Le osservazioni che seguono si collegano a un post dell’8 settembre in cui esaminavo il contenuto di una lettera che la Curva Nord dell’Inter aveva indirizzato al proprio calciatore Romelu Lukaku, bersagliato da cori razzisti durante l’incontro Cagliari-Inter del 01/09/2019.  In quell’occasione rimarcavo che alcuni episodi di “razzismo” possono essere ascritti a dinamiche psico-sociali complesse che si rifanno alla cornice amico-nemico entro cui si svolgono ordinariamente le partite di calcio. In questa cornice, scrivevo, «i tifosi tenderanno ad adoperare qualsiasi mezzo retorico e verbale per “colpire” il nemico. Il repertorio a cui è possibile attingere contiene formule di ogni tipo e la massima di riferimento è “tutto vale”».

Facendo seguito a quelle osservazioni, è interessante segnalare che il comportamento del tifoso non è dissimile da quello del “selvaggio bricoleur” di cui parlava l’antropologo francese Levi-Strauss (Il pensiero selvaggio).

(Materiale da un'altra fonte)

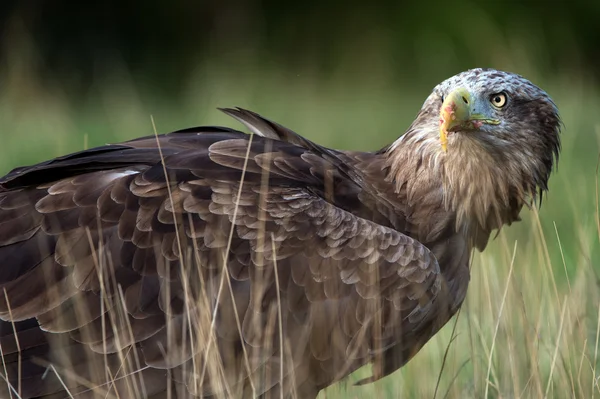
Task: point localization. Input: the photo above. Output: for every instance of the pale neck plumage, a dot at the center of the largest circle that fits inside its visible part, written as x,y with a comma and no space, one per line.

Bricolage significa «riordinare e ricontestualizzare degli oggetti per comunicare nuovi significati, all’interno di un sistema di valori che già include dei significati sedimentati all’origine, connessi a tali oggetti. Oggetto e significato insieme costituiscono un segno, e all’interno di ogni cultura i segni vengono assemblati ripetutamente in forme discorsive connotate. Però, quando il bricoleur sposta l’oggetto significante in una posizione diversa all’interno del discorso, usando lo stesso repertorio complessivo di segni, o quando l’oggetto è collocato in un nuovo insieme totale, si genera un nuovo discorso che comunica nuovi significati»(Stuart Hall, Tony Jefferson, 2017, Rituali di resistenza. Teds, mods, skinheads e rastafariani, Novalogos, Aprilia, p. 205).

Si può dire che i tifosi utilizzino costantemente la logica del bricoleur, smontando, riassemblando e ricontestualizzando oggetti e discorsi quotidiani – anche razzisti e sessisti – per i propri fini oppositivi: non importa che cosa si adoperi purché lo si faccia per il giusto obiettivo. Ad esempio, i “buu” che ordinariamente contraddistinguono il discorso razzista vengono spesso risignificati nel contesto della cornice amico-nemico e usati per vituperare, scoraggiare e umiliare il nemico non in quanto appartenente a una “razza” diversa, ma in quanto giocatore rivale. Allo stesso modo, slogan sessisti rétro, frasi scatologiche, auspici di morte immediata ecc. possono tutti essere utilizzati per lo stesso scopo, risemantizzati e resi funzionali alle esigenze della cornice retorica e rituale entro cui si svolgono i confronti fra tifosi. È così che «si genera un nuovo discorso che comunica nuovi significati».

Lo ripeto: con questo non voglio dire che in curva non vi sia razzismo, sessismo ecc., ma solo che le cose sono probabilmente più complesse di quello che mass media e senso comune tendono a credere.

Tutto ciò sarà oggetto di una mia pubblicazione che dovrebbe uscire nel corso dei primi sei mesi del 2020. Vi terrò informati.